Although scarce in totalitarian states with ultra-stringent controls on expression, bloggers have emerged in countries like Iran, China, and Egypt, where citizens have access to computers and free speech is somewhat protected (WorldChanging), according to Ethan Zuckerman of the Berkman Center for Internet and Society at Harvard Law School. Bloggers’ influence has grown across the Arab world (Poynter) and Iran, in which the BBC estimates there were between ten thousand and fifteen thousand bloggers in 2004.
But regimes are fighting back. Joel Simon of the Committee to Protect Journalists says “authoritarian states have made the Internet a major front.” A 2006 report on jailed journalists shows one in three is a blogger, online editor, or Web-based reporter. In additional to prosecuting journalists, governments block blogging sites, require licenses for internet service providers, and hold those providers accountable for the content they carry. Iranian authorities passed a law requiring bloggers to register with the government, which drew strong reactions (BBC) from the Iranian expatriate blogging community.

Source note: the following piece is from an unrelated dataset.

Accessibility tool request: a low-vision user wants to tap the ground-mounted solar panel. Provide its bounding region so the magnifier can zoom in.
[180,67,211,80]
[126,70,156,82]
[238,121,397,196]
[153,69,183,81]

In some cases, regimes collude with private companies, such as Google, Microsoft, and Yahoo! (PDF), who face the difficult choice of acquiescing or completely withdrawing from a country. A report from the OpenNet Initiative, a project to monitor state filtration and surveillance of the Internet, shows that Internet censorship is spreading, as filtering software gets smarter and regimes learn techniques from China (FT) —the king of web censorship.
China openly declares its commitment to “purifying the internet” (Reuters). Last year, Beijing silenced (NYT) one of the country’s most popular bloggers, but the sheer number of China’s ten million blogs poses a Sisyphean task for China’s thirty thousand internet police censors. Additionally, China won’t allow the opening of any additional Internet cafes in 2007, establishments on which many Chinese rely for Internet access (BusinessWeek). This Backgrounder offers a deeper look at media censorship in China.
But even as government censors find new ways to block content, bloggers find new ways to evade them. The free expression advocacy group Reporters Without Borders publishes a “handbook for cyber-dissidents” with technical information on starting a blog, publishing anonymously, sidestepping government controls, and establishing some measure of journalistic credibility. CFR Fellows Steven A. Cook and Michael A. Levi want the U.S. State Department to include a status report on Internet freedom in its annual human rights report.